Dans l’Antiquité, les Grecs mettaient les guerres entre parenthèses à l’occasion des Jeux Olympiques. Jamais il n’a été possible d’appliquer cette trêve à leur version moderne. Ce sont au contraire les Jeux qu’il a fallu mettre entre parenthèses, lors des deux guerres mondiales. Ceux de 1916, 1940 et 1944 ont purement et simplement été annulés. Et même quand ils se tiennent normalement, les JO n’ont aucune influence pacificatrice. Pendant ceux de Melbourne (1956) et de Rome (1960), la France se battait en Algérie. Pendant ceux de Mexico (1968) et de Munich (1972), les Américains bombardaient le Vietnam. Pendant ceux de Moscou (1980) et de Los Angeles (1984), la guerre faisait rage en Afghanistan. Aujourd’hui elle ravage la Syrie et, encore, l’Afghanistan, où les protagonistes ont changé, mais pas les malheurs de la population.
La puissance du sport est immense, elle n’est pas infinie. Quand il s’agit d’intérêts économiques ou politiques, les athlètes doivent composer ou s’effacer. En général, ils s’effacent, de gré ou de force, devant la politique. Les Américains et leurs proches alliés ont boycotté les Jeux de Moscou, le bloc soviétique faisant de même quatre ans plus tard à Los Angeles. L’économie, elle, n’exclut pas, elle dévore. « Citius, altius, fortius » (plus vite, plus haut, plus fort) n’est plus une devise propre aux sportifs, mais aussi aux entreprises de BTP, de sponsoring ou de sécurité qui brassent des milliards à l’occasion des JO.
Cet argent est le plus souvent celui des contribuables, mais l’investissement leur profite rarement. Les Jeux d’Athènes en 2004 ont sérieusement contribué à la faillite de la Grèce. Qui ne peut même pas se consoler avec les superbes installations érigées pour l’occasion : elles pourrissent sous le soleil.

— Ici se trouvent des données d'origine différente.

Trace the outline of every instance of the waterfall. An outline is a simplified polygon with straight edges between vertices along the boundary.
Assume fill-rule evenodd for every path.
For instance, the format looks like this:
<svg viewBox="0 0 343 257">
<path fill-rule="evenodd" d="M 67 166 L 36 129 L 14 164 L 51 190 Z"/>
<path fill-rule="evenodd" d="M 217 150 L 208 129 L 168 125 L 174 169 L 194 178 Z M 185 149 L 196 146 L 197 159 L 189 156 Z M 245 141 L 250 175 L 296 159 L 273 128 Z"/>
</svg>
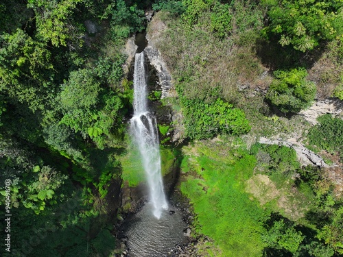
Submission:
<svg viewBox="0 0 343 257">
<path fill-rule="evenodd" d="M 156 119 L 147 109 L 147 71 L 144 52 L 136 53 L 134 72 L 134 117 L 131 132 L 134 135 L 147 178 L 154 215 L 158 219 L 162 209 L 167 209 L 161 172 L 161 156 Z"/>
</svg>

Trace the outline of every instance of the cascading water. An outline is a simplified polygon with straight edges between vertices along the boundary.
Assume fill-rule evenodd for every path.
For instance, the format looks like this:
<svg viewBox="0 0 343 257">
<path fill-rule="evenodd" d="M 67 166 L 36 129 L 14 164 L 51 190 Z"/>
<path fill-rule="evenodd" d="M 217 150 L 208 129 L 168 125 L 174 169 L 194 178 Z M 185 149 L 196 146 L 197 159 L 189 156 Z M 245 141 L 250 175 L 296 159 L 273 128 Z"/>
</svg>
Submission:
<svg viewBox="0 0 343 257">
<path fill-rule="evenodd" d="M 159 219 L 168 204 L 163 191 L 161 172 L 161 156 L 156 119 L 147 108 L 147 71 L 144 52 L 136 53 L 134 72 L 134 117 L 131 132 L 139 149 L 142 163 L 147 174 L 150 201 L 154 215 Z"/>
</svg>

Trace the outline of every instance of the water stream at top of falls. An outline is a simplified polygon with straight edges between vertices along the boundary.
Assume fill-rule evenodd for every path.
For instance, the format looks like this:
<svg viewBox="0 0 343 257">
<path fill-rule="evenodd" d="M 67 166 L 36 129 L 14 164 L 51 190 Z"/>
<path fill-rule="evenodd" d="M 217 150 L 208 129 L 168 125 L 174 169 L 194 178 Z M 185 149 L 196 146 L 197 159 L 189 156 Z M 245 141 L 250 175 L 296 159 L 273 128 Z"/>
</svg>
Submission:
<svg viewBox="0 0 343 257">
<path fill-rule="evenodd" d="M 147 175 L 153 213 L 159 219 L 163 210 L 168 208 L 168 204 L 162 182 L 156 121 L 147 108 L 147 74 L 144 52 L 136 53 L 133 82 L 134 117 L 130 121 L 131 132 L 139 149 L 143 167 Z"/>
</svg>

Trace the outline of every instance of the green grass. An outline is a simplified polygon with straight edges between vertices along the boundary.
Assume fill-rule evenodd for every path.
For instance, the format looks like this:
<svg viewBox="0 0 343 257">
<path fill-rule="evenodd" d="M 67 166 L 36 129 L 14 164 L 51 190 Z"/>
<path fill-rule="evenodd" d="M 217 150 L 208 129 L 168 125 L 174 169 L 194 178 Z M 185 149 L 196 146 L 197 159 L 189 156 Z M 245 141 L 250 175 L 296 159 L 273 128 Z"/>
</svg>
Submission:
<svg viewBox="0 0 343 257">
<path fill-rule="evenodd" d="M 174 163 L 174 153 L 167 147 L 160 147 L 161 172 L 165 175 L 172 171 Z M 120 156 L 123 171 L 121 178 L 129 186 L 134 187 L 141 182 L 145 182 L 145 173 L 143 168 L 141 154 L 137 147 L 130 144 L 126 153 Z"/>
<path fill-rule="evenodd" d="M 252 175 L 256 158 L 240 149 L 220 156 L 204 145 L 200 156 L 188 161 L 187 180 L 180 185 L 196 215 L 196 231 L 214 240 L 220 248 L 215 256 L 261 256 L 262 222 L 268 216 L 245 192 L 244 181 Z"/>
</svg>

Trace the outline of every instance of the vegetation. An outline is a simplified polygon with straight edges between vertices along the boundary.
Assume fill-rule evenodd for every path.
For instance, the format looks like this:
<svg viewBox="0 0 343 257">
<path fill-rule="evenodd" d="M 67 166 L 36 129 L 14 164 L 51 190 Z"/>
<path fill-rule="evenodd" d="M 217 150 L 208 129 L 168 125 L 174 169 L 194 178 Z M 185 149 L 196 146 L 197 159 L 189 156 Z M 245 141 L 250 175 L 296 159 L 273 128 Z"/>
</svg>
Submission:
<svg viewBox="0 0 343 257">
<path fill-rule="evenodd" d="M 343 121 L 324 114 L 317 119 L 319 123 L 309 132 L 309 142 L 311 145 L 330 153 L 343 153 Z"/>
<path fill-rule="evenodd" d="M 268 8 L 263 33 L 275 37 L 283 47 L 305 52 L 322 40 L 342 37 L 343 5 L 339 0 L 265 0 L 262 4 Z"/>
<path fill-rule="evenodd" d="M 11 254 L 1 256 L 120 253 L 121 188 L 145 180 L 126 133 L 133 94 L 123 50 L 145 28 L 158 33 L 177 95 L 149 95 L 175 118 L 158 125 L 162 171 L 180 166 L 193 235 L 210 241 L 198 255 L 343 254 L 342 188 L 332 181 L 342 117 L 311 127 L 273 108 L 294 114 L 316 94 L 343 99 L 342 1 L 3 2 L 0 182 L 11 181 L 15 219 Z M 303 167 L 294 150 L 257 143 L 294 132 L 337 168 Z"/>
<path fill-rule="evenodd" d="M 276 71 L 266 99 L 283 112 L 298 112 L 309 107 L 316 96 L 316 86 L 307 81 L 304 69 Z"/>
</svg>

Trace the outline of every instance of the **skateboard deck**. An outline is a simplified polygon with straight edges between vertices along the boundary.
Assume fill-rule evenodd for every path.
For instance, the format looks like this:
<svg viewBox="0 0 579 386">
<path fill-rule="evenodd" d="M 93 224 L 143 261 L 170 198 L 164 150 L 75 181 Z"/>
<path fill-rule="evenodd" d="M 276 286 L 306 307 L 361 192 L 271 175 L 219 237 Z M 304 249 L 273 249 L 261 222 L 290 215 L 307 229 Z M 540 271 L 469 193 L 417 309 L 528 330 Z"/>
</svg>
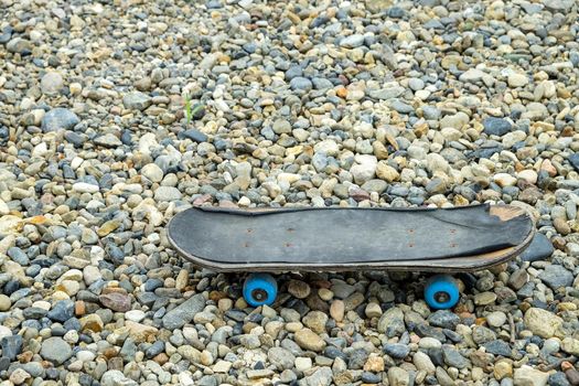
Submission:
<svg viewBox="0 0 579 386">
<path fill-rule="evenodd" d="M 510 205 L 455 208 L 191 207 L 168 228 L 172 246 L 218 271 L 473 271 L 522 253 L 535 232 Z"/>
</svg>

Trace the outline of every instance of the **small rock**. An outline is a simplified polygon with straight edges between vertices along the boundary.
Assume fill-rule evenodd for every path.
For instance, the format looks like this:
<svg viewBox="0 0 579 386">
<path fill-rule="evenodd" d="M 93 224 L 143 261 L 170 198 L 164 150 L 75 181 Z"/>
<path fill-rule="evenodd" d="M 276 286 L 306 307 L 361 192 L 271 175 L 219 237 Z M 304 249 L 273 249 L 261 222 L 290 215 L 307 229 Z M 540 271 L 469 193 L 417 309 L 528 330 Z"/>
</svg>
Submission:
<svg viewBox="0 0 579 386">
<path fill-rule="evenodd" d="M 553 337 L 562 324 L 562 319 L 539 308 L 529 308 L 525 312 L 524 322 L 535 335 Z"/>
<path fill-rule="evenodd" d="M 73 111 L 66 108 L 53 108 L 44 115 L 41 128 L 44 132 L 69 130 L 81 122 L 81 119 Z"/>
<path fill-rule="evenodd" d="M 551 264 L 540 272 L 539 279 L 551 289 L 557 290 L 561 287 L 570 287 L 573 282 L 573 275 L 562 266 Z"/>
<path fill-rule="evenodd" d="M 144 110 L 152 104 L 152 98 L 144 93 L 135 92 L 125 95 L 122 98 L 122 105 L 129 110 Z"/>
<path fill-rule="evenodd" d="M 553 244 L 549 242 L 547 236 L 545 236 L 542 233 L 535 234 L 533 237 L 533 240 L 530 242 L 530 245 L 521 254 L 521 259 L 523 261 L 537 261 L 537 260 L 545 260 L 548 259 L 553 253 L 555 251 L 555 248 L 553 247 Z"/>
<path fill-rule="evenodd" d="M 310 296 L 310 286 L 301 280 L 290 280 L 288 283 L 288 292 L 298 299 L 305 299 Z"/>
<path fill-rule="evenodd" d="M 73 350 L 61 337 L 52 336 L 42 342 L 40 355 L 55 365 L 61 365 L 73 355 Z"/>
<path fill-rule="evenodd" d="M 297 331 L 294 339 L 296 343 L 303 350 L 321 352 L 325 347 L 325 342 L 310 329 Z"/>
<path fill-rule="evenodd" d="M 527 365 L 515 368 L 513 377 L 515 386 L 546 386 L 548 379 L 548 373 L 543 373 Z"/>
</svg>

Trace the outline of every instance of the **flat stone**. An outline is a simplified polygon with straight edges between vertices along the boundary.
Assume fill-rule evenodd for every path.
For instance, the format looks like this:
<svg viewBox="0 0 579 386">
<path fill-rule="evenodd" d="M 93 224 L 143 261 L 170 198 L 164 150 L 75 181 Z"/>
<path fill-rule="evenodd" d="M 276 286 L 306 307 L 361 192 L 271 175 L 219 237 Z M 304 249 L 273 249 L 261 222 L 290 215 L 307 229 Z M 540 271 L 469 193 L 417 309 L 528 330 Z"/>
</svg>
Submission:
<svg viewBox="0 0 579 386">
<path fill-rule="evenodd" d="M 0 346 L 2 347 L 2 356 L 9 358 L 10 361 L 14 361 L 22 352 L 22 336 L 4 336 L 2 340 L 0 340 Z"/>
<path fill-rule="evenodd" d="M 502 137 L 513 129 L 513 125 L 504 118 L 489 117 L 483 120 L 483 132 L 489 136 Z"/>
<path fill-rule="evenodd" d="M 69 130 L 81 122 L 81 119 L 73 111 L 56 107 L 44 115 L 41 121 L 42 131 Z"/>
<path fill-rule="evenodd" d="M 529 308 L 525 312 L 524 322 L 535 335 L 553 337 L 562 325 L 562 319 L 539 308 Z"/>
<path fill-rule="evenodd" d="M 52 336 L 42 342 L 40 355 L 46 361 L 61 365 L 73 355 L 73 350 L 61 337 Z"/>
<path fill-rule="evenodd" d="M 364 35 L 353 34 L 340 41 L 340 46 L 344 49 L 355 49 L 364 44 Z"/>
<path fill-rule="evenodd" d="M 321 352 L 325 347 L 325 342 L 312 330 L 303 329 L 294 334 L 296 343 L 303 350 Z"/>
<path fill-rule="evenodd" d="M 163 317 L 163 326 L 168 330 L 180 329 L 191 322 L 195 314 L 203 311 L 204 308 L 205 298 L 203 294 L 194 294 Z"/>
<path fill-rule="evenodd" d="M 523 261 L 532 262 L 537 260 L 546 260 L 553 255 L 554 251 L 555 248 L 547 236 L 542 233 L 536 233 L 527 249 L 521 254 L 521 259 Z"/>
<path fill-rule="evenodd" d="M 144 110 L 152 104 L 152 98 L 144 93 L 135 92 L 122 97 L 122 105 L 130 110 Z"/>
<path fill-rule="evenodd" d="M 546 386 L 548 379 L 548 373 L 540 372 L 527 365 L 515 368 L 513 377 L 515 386 Z"/>
<path fill-rule="evenodd" d="M 539 274 L 539 279 L 551 289 L 557 290 L 561 287 L 571 287 L 573 274 L 562 266 L 551 264 L 545 267 L 545 270 Z"/>
<path fill-rule="evenodd" d="M 403 334 L 406 331 L 403 311 L 396 307 L 386 310 L 378 320 L 377 329 L 388 337 Z"/>
</svg>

Aux bénévoles, la passion et le dévouement ; aux « investisseurs », les honneurs. Lakshmi Mittal, le propriétaire indien d’ArcelorMittal, et son fils, ont eu le plaisir de porter la flamme olympique à travers Londres. Les patrons sidérurgistes, qui sont avant tout des financiers, sponsorisent les Jeux, c’est leur médaille à eux. Les 70 000 volontaires qui aident à l’organisation londonienne n’ont droit, pour leur part, ni aux transports, ni à un hébergement gratuits. Ce sont eux, pourtant, qui ont gardé et qui font vivre l’esprit des Jeux Olympiques. Et qui, avec les sportifs, nous font aimer ce grand rendez-vous malgré tout.